LA SOLIDARITE EN DROIT CIVIL – PARTIE 1 – introduction

solidarité droit civilLa solidarité, au sens courant, s’entend du sentiment qui pousse les hommes à s’accorder une aide mutuelle. Le fondement de cette solidarité vient de l’idée d’être ou de s’estimer lié à quelqu’un d’autre ou à un groupe par des intérêts communs ou une responsabilité commune. Elle ne prend tout son sens que lorsqu’un membre de l’union ou du groupe est confronté à des difficultés permettant de mettre à l’épreuve la force du lien qui unit les individus. A l’évidence, plus ce lien entre les hommes sera fort, plus cette aide mutuelle s’exercera naturellement et déploiera tous ces effets.

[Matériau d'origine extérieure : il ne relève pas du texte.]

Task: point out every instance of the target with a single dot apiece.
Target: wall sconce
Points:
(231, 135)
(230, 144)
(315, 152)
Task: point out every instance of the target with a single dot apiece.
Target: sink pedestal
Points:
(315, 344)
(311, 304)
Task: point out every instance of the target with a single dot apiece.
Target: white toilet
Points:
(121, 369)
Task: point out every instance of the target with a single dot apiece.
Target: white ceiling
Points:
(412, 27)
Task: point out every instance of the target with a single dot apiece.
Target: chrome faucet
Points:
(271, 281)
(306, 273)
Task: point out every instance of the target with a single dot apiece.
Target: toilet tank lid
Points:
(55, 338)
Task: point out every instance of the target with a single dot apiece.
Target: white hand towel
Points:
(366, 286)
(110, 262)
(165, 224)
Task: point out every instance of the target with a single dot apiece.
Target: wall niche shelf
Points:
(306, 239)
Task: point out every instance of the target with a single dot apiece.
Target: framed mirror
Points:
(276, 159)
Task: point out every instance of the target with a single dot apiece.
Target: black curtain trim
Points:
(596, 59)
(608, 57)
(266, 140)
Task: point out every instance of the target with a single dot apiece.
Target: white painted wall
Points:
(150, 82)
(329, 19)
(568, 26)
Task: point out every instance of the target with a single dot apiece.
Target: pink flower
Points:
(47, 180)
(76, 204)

Aussi existe-t-il des domaines privilégiés de solidarité en droit civil. La famille légitime, en tant qu’elle repose sur de solides liens à la fois volontaires (mariage) et naturels (filiation), est au cœur de cette solidarité et l’aide mutuelle sanctionnée par le droit civil y est particulièrement développée à l’image de la vigueur de l’obligation alimentaire. De même, le commerce constitue un domaine naturel de la solidarité en raison de l’importance de la communauté d’intérêts unissant les professionnels du même corps. Ainsi, la solidarité commerciale remonte à la Venise du 15 ème siècle, créatrice du « prêt à la grosse aventure » permettant aux commerçants de s’associer dans les gains ou dans les pertes face aux risques de la navigation. Cette idée d’une solidarité « naturelle » en la matière est toujours d’actualité puisqu’il est un principe constant de présomption de solidarité.
Dans ces deux exemples, on constate que cette aide mutuelle face à l’adversité n’a de justification que parce qu’elle est le pendant négatif d’une situation positive. L’obligation alimentaire, en matière familiale, n’est que la conséquence d’une certaine conception de la famille comme lieu indispensable de l’épanouissement de l’individu. De même, la participation commune aux pertes des commerçants n’est que la face négative d’une association tournée vers la recherche de bénéfices plus importants. Il est, alors, possible de réellement parler de solidarité qui repose sur l’idée d’une communauté associée dans un intérêt commun et prête à en supporter toutes les conséquences, même négatives.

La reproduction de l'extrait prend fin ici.